Key Default Description
metric val_metrics/l1 Validation metric monitored for plateau detection.
metric_g Optional override for the generator scheduler monitor.
metric_d Optional override for the discriminator scheduler monitor.
patience_g 100 Epochs with no improvement before reducing the generator LR.
patience_d 100 Epochs with no improvement before reducing the discriminator LR.
factor_g 0.5 Multiplicative factor applied to the generator LR upon plateau.
factor_d 0.5 Multiplicative factor applied to the discriminator LR upon plateau.
cooldown 0 Number of epochs to wait after an LR drop before resuming plateau checks.
min_lr 1e-7 Minimum learning rate allowed for both schedulers.
verbose True Enables scheduler logging messages.
g_warmup_steps 2000 Number of optimiser steps used for generator LR warmup. Set to 0 to disable.
g_warmup_type cosine Warmup curve for the generator LR (cosine or linear).

g_warmup_steps applies a step-wise warmup through torch.optim.lr_scheduler.LambdaLR before resuming the standard ReduceLROnPlateau schedule. Cosine warmup is smoother for most runs, but a linear ramp (especially for 1–5k steps) remains available for experiments that prefer a steady rise. Both generator and discriminator schedulers expose Plateau parameters, including a shared cooldown period (epochs to wait before resuming plateau checks) and a min_lr floor so the learning rate never collapses to zero. Separate monitor keys (metric_g, metric_d) can be provided when generator and discriminator use different validation metrics.

Logging

Key Default Description
num_val_images 5 Number of validation batches visualised and logged to Weights & Biases each epoch.

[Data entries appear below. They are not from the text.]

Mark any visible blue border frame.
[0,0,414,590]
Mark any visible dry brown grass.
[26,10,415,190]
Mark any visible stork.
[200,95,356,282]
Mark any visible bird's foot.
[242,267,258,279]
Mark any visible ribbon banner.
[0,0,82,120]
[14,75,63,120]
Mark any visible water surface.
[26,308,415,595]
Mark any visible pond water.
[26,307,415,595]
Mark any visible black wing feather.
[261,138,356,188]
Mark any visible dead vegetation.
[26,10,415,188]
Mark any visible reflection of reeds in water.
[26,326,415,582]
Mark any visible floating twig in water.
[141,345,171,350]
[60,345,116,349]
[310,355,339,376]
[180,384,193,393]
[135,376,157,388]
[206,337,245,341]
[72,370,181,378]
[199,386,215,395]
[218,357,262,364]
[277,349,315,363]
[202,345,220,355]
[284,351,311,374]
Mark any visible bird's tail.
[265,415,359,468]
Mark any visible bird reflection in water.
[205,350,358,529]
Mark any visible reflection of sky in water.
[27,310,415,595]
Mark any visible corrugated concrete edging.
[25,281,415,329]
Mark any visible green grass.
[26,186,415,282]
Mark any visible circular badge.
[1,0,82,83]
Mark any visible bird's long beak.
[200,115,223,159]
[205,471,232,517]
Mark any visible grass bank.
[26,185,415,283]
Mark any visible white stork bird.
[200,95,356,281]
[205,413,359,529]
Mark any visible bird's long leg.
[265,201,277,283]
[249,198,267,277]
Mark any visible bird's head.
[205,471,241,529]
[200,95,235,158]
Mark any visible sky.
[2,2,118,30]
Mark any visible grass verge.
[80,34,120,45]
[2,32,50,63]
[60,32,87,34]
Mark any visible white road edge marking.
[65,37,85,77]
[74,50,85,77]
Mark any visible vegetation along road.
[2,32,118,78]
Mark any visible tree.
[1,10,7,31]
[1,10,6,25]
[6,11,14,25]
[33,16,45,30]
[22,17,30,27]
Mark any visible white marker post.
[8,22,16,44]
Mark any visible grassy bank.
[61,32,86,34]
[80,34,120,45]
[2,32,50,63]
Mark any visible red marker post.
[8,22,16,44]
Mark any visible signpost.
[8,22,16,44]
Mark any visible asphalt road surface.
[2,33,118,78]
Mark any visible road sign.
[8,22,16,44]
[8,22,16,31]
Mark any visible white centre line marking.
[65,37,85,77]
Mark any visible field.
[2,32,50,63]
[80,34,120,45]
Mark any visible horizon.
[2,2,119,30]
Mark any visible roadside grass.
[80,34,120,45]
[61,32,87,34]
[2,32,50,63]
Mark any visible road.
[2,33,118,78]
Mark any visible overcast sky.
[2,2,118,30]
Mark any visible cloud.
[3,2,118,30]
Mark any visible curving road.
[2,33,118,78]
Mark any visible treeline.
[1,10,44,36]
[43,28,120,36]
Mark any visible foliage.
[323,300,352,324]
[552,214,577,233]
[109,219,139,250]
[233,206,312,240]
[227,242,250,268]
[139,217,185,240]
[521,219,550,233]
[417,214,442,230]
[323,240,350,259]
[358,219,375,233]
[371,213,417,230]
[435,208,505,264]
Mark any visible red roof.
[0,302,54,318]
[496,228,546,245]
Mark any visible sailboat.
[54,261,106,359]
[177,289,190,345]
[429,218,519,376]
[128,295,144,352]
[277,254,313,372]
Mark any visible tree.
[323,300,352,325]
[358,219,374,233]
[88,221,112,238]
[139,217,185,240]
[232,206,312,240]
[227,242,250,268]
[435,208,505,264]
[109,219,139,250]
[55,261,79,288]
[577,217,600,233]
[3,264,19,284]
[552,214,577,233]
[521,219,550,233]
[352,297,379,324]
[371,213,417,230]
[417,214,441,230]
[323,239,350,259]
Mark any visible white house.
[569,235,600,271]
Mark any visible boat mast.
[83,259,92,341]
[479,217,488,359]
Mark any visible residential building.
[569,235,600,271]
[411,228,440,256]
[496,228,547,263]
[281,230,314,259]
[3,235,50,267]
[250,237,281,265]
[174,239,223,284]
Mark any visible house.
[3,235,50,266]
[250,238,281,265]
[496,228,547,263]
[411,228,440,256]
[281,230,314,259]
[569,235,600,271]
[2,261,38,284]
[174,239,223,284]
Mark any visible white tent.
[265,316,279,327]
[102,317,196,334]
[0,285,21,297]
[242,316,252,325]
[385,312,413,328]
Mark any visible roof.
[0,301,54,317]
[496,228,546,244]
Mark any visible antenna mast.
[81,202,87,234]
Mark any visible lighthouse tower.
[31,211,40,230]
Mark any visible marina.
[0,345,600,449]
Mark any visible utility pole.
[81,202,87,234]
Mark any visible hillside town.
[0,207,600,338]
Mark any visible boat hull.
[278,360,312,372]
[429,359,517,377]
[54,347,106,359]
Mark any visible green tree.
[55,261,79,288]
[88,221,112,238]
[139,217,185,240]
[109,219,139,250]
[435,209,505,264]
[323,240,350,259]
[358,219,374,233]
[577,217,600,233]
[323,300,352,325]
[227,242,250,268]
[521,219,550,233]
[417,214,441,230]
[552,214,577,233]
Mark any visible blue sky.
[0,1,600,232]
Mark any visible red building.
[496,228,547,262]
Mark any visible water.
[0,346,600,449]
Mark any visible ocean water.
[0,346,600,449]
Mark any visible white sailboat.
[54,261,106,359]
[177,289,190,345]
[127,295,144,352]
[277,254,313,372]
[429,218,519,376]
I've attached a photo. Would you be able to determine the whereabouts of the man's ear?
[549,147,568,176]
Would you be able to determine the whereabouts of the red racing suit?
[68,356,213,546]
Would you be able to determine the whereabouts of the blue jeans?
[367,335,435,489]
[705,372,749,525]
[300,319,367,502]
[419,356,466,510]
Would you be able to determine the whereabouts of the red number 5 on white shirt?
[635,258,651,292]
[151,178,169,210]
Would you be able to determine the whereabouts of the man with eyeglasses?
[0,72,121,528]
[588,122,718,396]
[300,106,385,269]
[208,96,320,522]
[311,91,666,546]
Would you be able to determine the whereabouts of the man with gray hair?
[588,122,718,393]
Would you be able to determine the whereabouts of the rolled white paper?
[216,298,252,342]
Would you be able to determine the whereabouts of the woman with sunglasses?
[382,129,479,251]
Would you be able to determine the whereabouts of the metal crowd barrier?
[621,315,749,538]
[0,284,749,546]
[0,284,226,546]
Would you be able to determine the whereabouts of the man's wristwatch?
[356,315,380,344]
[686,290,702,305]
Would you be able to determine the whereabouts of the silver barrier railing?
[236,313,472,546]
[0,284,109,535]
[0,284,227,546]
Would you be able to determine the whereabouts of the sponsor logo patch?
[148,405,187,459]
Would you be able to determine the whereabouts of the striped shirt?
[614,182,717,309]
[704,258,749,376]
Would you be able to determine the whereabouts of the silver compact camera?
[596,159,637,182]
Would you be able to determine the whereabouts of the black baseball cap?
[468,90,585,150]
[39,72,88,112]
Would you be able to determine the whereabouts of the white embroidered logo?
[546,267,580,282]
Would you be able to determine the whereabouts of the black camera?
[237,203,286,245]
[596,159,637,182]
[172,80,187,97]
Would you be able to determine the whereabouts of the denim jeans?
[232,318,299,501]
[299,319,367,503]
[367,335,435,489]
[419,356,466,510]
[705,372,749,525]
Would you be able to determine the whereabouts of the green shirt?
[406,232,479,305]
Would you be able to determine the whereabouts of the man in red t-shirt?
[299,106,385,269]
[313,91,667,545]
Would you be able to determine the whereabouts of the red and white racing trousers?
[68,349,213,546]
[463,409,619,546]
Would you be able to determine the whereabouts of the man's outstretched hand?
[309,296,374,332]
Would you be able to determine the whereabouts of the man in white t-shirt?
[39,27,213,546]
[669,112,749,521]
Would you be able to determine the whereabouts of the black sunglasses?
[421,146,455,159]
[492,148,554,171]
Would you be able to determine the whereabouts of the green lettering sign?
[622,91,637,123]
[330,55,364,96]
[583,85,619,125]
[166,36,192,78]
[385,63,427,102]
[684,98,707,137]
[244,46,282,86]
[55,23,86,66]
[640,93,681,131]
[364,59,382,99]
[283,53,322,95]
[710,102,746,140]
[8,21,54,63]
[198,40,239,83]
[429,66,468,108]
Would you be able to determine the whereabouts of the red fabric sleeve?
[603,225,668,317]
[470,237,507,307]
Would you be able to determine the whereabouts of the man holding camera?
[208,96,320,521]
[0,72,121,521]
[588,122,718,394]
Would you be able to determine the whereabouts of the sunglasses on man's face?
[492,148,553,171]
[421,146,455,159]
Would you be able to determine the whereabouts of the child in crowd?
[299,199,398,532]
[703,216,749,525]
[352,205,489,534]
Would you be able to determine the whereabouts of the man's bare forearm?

Tips for managing configurations

  • Version control your YAML files. Tracking them alongside experiment logs makes it easy to reproduce results.
  • Leverage OmegaConf interpolation. You can reference other fields (e.g., reuse a base path) to avoid duplication.
  • Use descriptive filenames. Include dataset, scale, and generator type in the config name to keep experiments organised.
  • Override selectively. When launching through scripts or notebooks, you can load a base config and override specific fields at runtime using OmegaConf.merge.

With a clear understanding of these fields, you can rapidly iterate on architectures, datasets, and training strategies without modifying the underlying code.